From the tiniest building blocks of atoms to the expansive universe, life is balanced somewhere between the extremes. The extremes have a lot to teach us, though. You can’t fully understand your car, sound system, or yourself until the limits are tested. Similarly, we can’t fully understand the matter and interactions that shape the universe until we test their limits—including how they behave at extreme temperatures.

When it comes to cold, the most extreme temperature is absolute zero, the point where atoms stop moving. In meteorological terms this is – 459.67 °F, while in the temperature scales more commonly used in research, absolute zero is 0 K and -273 °C.

It’s kind of absurd to think about absolute zero in terms of how that would feel to us, and that’s not how physicists define the word. Temperature is associated with movement. Imagine that you could see the atoms and molecules of a gas in a closed room. They would be zipping around in all different directions, bouncing off of each other and the walls. The temperature of the gas in the room is defined as the average kinetic energy, the energy of motion, of the particles.

So, how do you stop all motion?

A few years ago, Physics Central released a poster (which you can download for free) that posed this question: How do lasers help create both the coldest and hottest spots on earth? You can read the long answer here, but the short answer is energy. In a nutshell, lasers are beams of light where everything lines up just right. They are really powerful because you can direct very precise amounts of energy into a very small space. Scientists have been able to cool atoms very close to absolute zero through a technique called laser cooling. Laser cooling is worthy of its own article, and has one here, but suffice it to say that it involves using carefully tuned lasers to counteract the motion of atoms, bringing them to a standstill.

About five years ago, NIST scientists used a modified version of laser cooling to cool an aluminum drum way down, close to absolute zero. With a diameter of 0.02 millimeters and a thickness of 0.0001 millimeters, the drum is small by most standards, but much bigger than an atom—and therefore harder to cool down.

The drum was part of an electrical circuit driven by a microwave laser. The experiment was designed so that each beat of the drum produced a photon, a particle of light, that was coaxed into carrying energy away from the drum. Using this method, they were able to cool the drum down to the lowest temperature allowed by conventional methods. The conventional low temperature limit is based on quantum mechanical fluctuations in the intensity of the light produced by the laser. These fluctuations generate noise that adds heat to the system.

To the surprise of many, the team just demonstrated how to bypass this limit and cooled the drum down even closer to absolute zero. They did so by using something called “squeezed light” to drive the circuit. It’s a quantum mechanics thing, and it’s really not the light itself that is squeezed, it’s the quantum fluctuations—the noise—that is squeezed.

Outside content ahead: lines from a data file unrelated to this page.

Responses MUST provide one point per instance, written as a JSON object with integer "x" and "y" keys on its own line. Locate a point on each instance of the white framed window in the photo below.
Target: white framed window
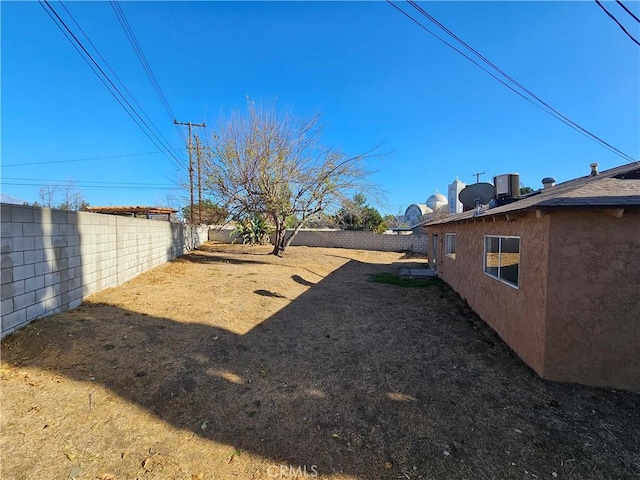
{"x": 502, "y": 258}
{"x": 450, "y": 245}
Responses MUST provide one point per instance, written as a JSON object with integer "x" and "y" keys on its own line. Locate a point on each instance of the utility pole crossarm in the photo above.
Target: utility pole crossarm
{"x": 477, "y": 175}
{"x": 190, "y": 125}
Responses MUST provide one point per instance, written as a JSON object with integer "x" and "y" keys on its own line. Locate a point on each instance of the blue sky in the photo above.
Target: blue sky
{"x": 373, "y": 75}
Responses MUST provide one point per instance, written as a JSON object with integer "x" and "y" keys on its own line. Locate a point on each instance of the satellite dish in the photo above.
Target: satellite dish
{"x": 477, "y": 194}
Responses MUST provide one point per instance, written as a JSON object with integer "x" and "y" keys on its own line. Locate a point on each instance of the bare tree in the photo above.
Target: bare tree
{"x": 277, "y": 166}
{"x": 72, "y": 197}
{"x": 47, "y": 194}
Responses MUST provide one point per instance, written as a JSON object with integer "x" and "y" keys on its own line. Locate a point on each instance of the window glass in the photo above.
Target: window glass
{"x": 502, "y": 258}
{"x": 450, "y": 245}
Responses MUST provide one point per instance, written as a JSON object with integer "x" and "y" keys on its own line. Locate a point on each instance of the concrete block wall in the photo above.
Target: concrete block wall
{"x": 344, "y": 239}
{"x": 52, "y": 259}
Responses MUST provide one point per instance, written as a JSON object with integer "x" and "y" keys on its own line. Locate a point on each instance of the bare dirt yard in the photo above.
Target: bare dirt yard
{"x": 231, "y": 363}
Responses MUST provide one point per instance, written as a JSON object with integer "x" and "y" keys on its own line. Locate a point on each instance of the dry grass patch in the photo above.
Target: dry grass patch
{"x": 231, "y": 363}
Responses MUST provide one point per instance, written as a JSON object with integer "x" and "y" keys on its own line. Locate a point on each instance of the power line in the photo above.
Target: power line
{"x": 104, "y": 78}
{"x": 612, "y": 17}
{"x": 93, "y": 187}
{"x": 81, "y": 159}
{"x": 124, "y": 87}
{"x": 124, "y": 23}
{"x": 534, "y": 100}
{"x": 75, "y": 182}
{"x": 627, "y": 10}
{"x": 548, "y": 108}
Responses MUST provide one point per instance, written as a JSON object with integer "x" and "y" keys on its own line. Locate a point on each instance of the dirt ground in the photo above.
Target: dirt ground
{"x": 231, "y": 363}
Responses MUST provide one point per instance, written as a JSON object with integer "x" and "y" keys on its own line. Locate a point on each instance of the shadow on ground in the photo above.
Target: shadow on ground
{"x": 399, "y": 383}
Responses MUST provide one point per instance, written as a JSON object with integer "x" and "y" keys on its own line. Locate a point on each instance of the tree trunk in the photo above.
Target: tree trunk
{"x": 288, "y": 241}
{"x": 278, "y": 244}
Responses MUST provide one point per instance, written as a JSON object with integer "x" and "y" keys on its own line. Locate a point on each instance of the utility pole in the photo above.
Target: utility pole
{"x": 190, "y": 124}
{"x": 199, "y": 180}
{"x": 477, "y": 175}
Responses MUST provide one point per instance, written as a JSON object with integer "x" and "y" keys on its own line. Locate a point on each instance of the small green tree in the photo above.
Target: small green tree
{"x": 355, "y": 214}
{"x": 253, "y": 229}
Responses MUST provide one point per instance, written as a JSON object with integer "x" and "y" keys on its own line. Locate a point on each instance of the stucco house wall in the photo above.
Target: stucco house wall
{"x": 516, "y": 314}
{"x": 593, "y": 306}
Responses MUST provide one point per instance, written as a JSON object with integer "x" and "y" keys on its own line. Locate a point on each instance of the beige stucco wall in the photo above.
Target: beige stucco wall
{"x": 593, "y": 307}
{"x": 517, "y": 315}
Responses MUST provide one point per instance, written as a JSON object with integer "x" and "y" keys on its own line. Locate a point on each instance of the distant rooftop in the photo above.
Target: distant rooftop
{"x": 132, "y": 211}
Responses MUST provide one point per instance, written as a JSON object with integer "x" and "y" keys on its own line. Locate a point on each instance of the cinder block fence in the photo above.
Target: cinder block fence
{"x": 53, "y": 259}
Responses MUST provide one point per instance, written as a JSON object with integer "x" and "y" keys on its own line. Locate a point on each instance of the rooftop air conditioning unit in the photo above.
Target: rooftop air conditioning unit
{"x": 507, "y": 185}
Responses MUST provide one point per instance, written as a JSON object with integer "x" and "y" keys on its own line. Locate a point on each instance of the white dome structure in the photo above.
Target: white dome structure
{"x": 414, "y": 213}
{"x": 436, "y": 201}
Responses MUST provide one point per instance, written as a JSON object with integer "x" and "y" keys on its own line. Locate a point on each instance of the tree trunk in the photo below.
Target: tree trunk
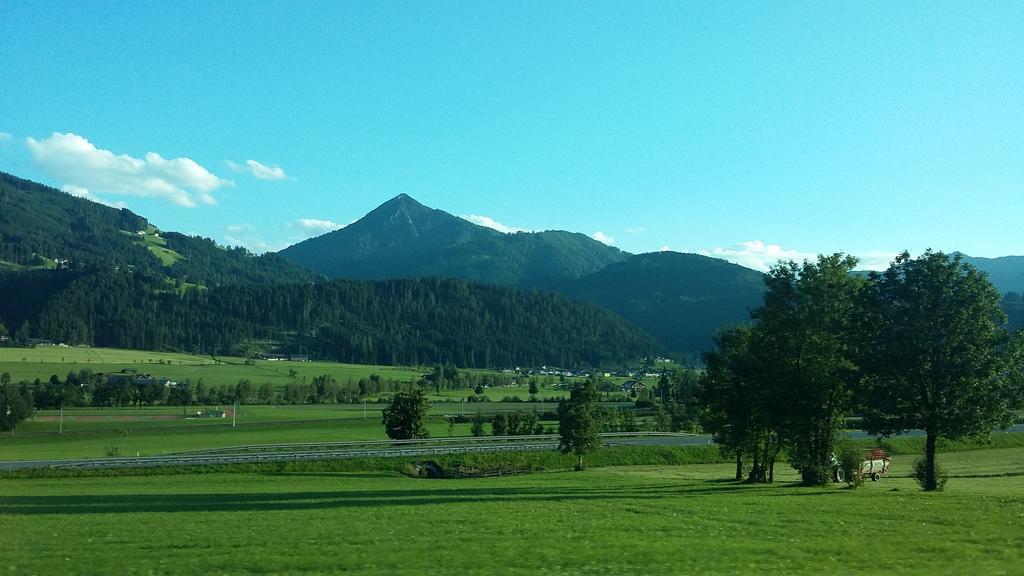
{"x": 930, "y": 483}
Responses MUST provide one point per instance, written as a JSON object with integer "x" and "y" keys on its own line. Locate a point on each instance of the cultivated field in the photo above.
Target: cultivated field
{"x": 636, "y": 520}
{"x": 42, "y": 362}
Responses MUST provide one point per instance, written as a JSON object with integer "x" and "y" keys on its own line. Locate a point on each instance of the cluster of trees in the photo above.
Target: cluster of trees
{"x": 15, "y": 404}
{"x": 921, "y": 345}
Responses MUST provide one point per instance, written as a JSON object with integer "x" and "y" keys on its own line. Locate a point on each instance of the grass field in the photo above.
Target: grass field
{"x": 637, "y": 520}
{"x": 42, "y": 362}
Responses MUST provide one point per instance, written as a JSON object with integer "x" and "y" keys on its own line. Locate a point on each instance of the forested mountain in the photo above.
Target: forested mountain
{"x": 681, "y": 299}
{"x": 41, "y": 227}
{"x": 404, "y": 239}
{"x": 78, "y": 272}
{"x": 1006, "y": 273}
{"x": 386, "y": 322}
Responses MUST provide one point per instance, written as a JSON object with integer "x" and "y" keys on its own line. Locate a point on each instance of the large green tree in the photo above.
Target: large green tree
{"x": 403, "y": 418}
{"x": 934, "y": 353}
{"x": 734, "y": 407}
{"x": 802, "y": 339}
{"x": 579, "y": 423}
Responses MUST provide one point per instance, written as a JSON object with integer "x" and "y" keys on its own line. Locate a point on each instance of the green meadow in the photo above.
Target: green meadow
{"x": 616, "y": 520}
{"x": 42, "y": 362}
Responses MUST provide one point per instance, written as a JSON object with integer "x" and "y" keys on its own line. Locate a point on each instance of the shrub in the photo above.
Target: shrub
{"x": 849, "y": 459}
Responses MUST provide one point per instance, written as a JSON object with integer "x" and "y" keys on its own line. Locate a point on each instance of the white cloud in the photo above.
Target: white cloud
{"x": 258, "y": 170}
{"x": 254, "y": 244}
{"x": 314, "y": 227}
{"x": 875, "y": 259}
{"x": 487, "y": 221}
{"x": 80, "y": 192}
{"x": 265, "y": 172}
{"x": 76, "y": 161}
{"x": 758, "y": 255}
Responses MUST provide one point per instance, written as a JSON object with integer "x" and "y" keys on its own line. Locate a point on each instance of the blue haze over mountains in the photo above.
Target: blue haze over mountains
{"x": 680, "y": 299}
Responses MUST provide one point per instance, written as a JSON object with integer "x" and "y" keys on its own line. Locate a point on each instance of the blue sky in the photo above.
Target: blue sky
{"x": 748, "y": 130}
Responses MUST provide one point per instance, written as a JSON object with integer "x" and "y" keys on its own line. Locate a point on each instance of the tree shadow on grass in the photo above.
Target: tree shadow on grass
{"x": 334, "y": 475}
{"x": 87, "y": 504}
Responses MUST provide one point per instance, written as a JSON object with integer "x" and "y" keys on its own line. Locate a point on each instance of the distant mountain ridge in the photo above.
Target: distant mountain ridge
{"x": 404, "y": 239}
{"x": 80, "y": 273}
{"x": 1006, "y": 273}
{"x": 681, "y": 299}
{"x": 42, "y": 227}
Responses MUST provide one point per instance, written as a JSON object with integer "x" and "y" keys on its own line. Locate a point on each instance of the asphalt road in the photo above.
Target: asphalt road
{"x": 278, "y": 453}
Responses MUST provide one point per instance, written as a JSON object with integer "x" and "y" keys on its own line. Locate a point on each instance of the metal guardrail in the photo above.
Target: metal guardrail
{"x": 418, "y": 442}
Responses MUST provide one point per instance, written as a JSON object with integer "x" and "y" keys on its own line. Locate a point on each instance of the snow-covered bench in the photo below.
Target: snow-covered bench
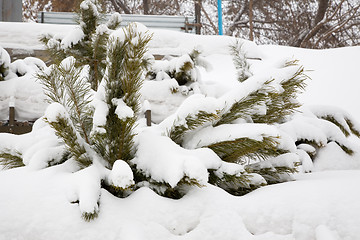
{"x": 177, "y": 23}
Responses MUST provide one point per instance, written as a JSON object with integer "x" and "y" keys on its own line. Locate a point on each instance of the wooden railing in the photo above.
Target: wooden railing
{"x": 13, "y": 126}
{"x": 177, "y": 23}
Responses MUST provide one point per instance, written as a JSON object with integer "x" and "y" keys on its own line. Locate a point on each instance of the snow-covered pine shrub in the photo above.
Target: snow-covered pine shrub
{"x": 4, "y": 63}
{"x": 184, "y": 69}
{"x": 98, "y": 128}
{"x": 239, "y": 128}
{"x": 87, "y": 42}
{"x": 317, "y": 126}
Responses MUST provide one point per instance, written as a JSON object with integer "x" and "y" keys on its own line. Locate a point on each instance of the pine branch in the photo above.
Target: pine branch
{"x": 282, "y": 104}
{"x": 123, "y": 81}
{"x": 78, "y": 99}
{"x": 52, "y": 84}
{"x": 65, "y": 85}
{"x": 66, "y": 132}
{"x": 242, "y": 149}
{"x": 238, "y": 185}
{"x": 332, "y": 119}
{"x": 53, "y": 47}
{"x": 8, "y": 160}
{"x": 244, "y": 108}
{"x": 354, "y": 130}
{"x": 192, "y": 122}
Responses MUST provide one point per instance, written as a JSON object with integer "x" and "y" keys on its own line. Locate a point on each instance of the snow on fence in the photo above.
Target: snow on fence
{"x": 177, "y": 23}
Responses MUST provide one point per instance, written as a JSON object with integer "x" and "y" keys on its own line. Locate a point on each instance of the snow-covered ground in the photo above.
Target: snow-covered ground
{"x": 323, "y": 205}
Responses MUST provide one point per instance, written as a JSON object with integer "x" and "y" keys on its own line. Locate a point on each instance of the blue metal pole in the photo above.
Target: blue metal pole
{"x": 220, "y": 17}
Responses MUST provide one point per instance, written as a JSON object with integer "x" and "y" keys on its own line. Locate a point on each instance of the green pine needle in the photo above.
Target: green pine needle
{"x": 8, "y": 160}
{"x": 192, "y": 122}
{"x": 242, "y": 149}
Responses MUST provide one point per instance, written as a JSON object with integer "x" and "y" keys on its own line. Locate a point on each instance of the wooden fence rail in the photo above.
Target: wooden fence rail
{"x": 177, "y": 23}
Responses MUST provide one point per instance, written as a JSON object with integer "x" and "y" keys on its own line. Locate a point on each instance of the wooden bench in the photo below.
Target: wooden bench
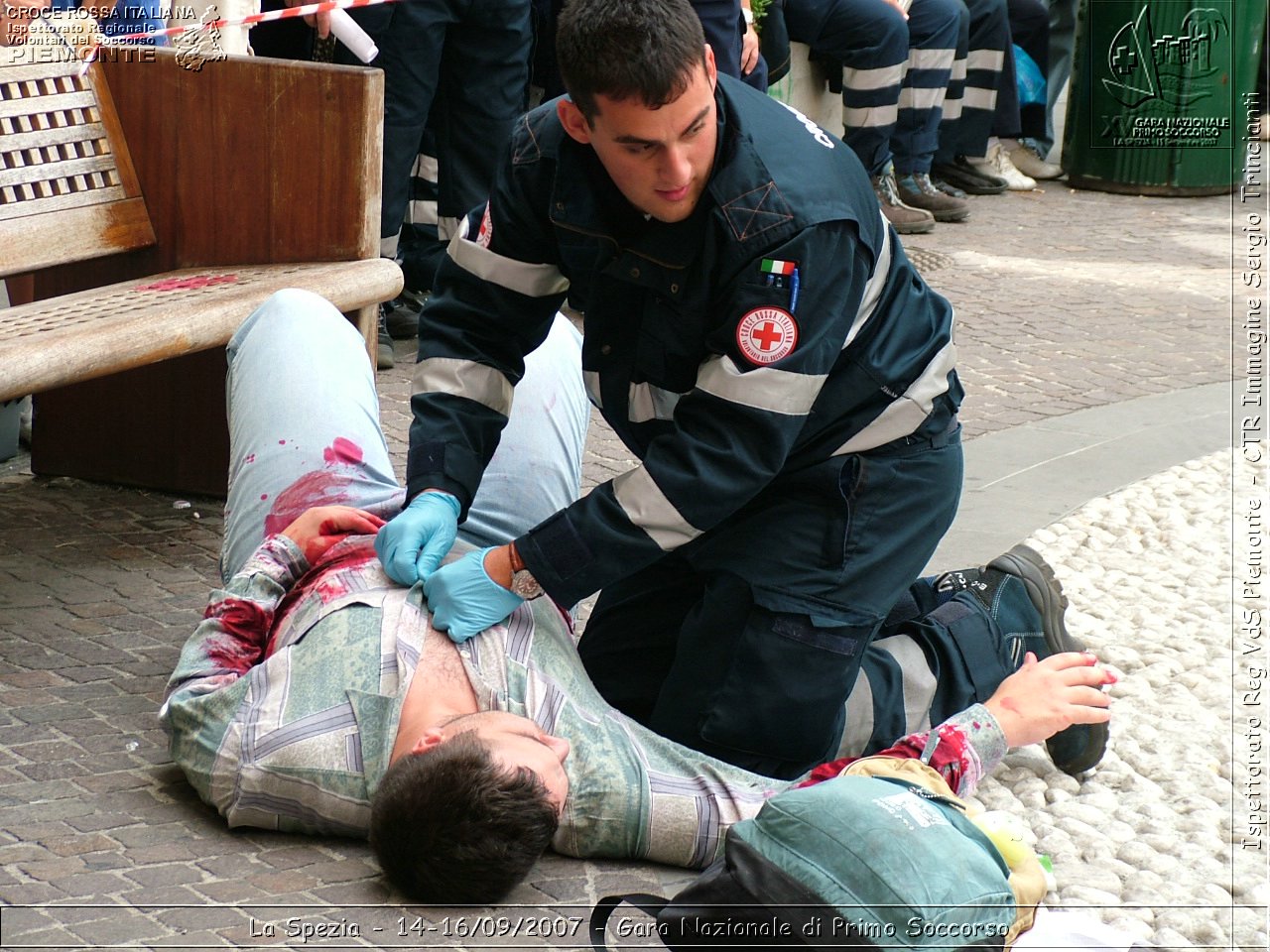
{"x": 148, "y": 209}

Imagine you are holding a small balloon in your palm. If you squeeze the balloon with your fingers spaced apart, air-filled pockets will pop up between your fingers. You’ve moved the air in the balloon from one place in space to another. When you squeeze light, you move these quantum fluctuations from one place to another. Not from one physical, 3-dimensional place to another, but from one type of noise fluctuation to another. You decrease the kind of noise that generates heat, and increase another kind of noise that doesn’t add heat to the system.

By reducing the quantum fluctuations in the experiment, the scientists were able to reach a significantly lower temperature. In fact, their mathematical model predicts that the more you can “squeeze” the light, the closer to absolute zero you can get. Not only does this mean more sensitive sensors and experiments that can explore matter under more extreme conditions, but it also bridges the mechanical and quantum worlds in new ways.
Now, can we get a picture of that drum in a tiny scarf?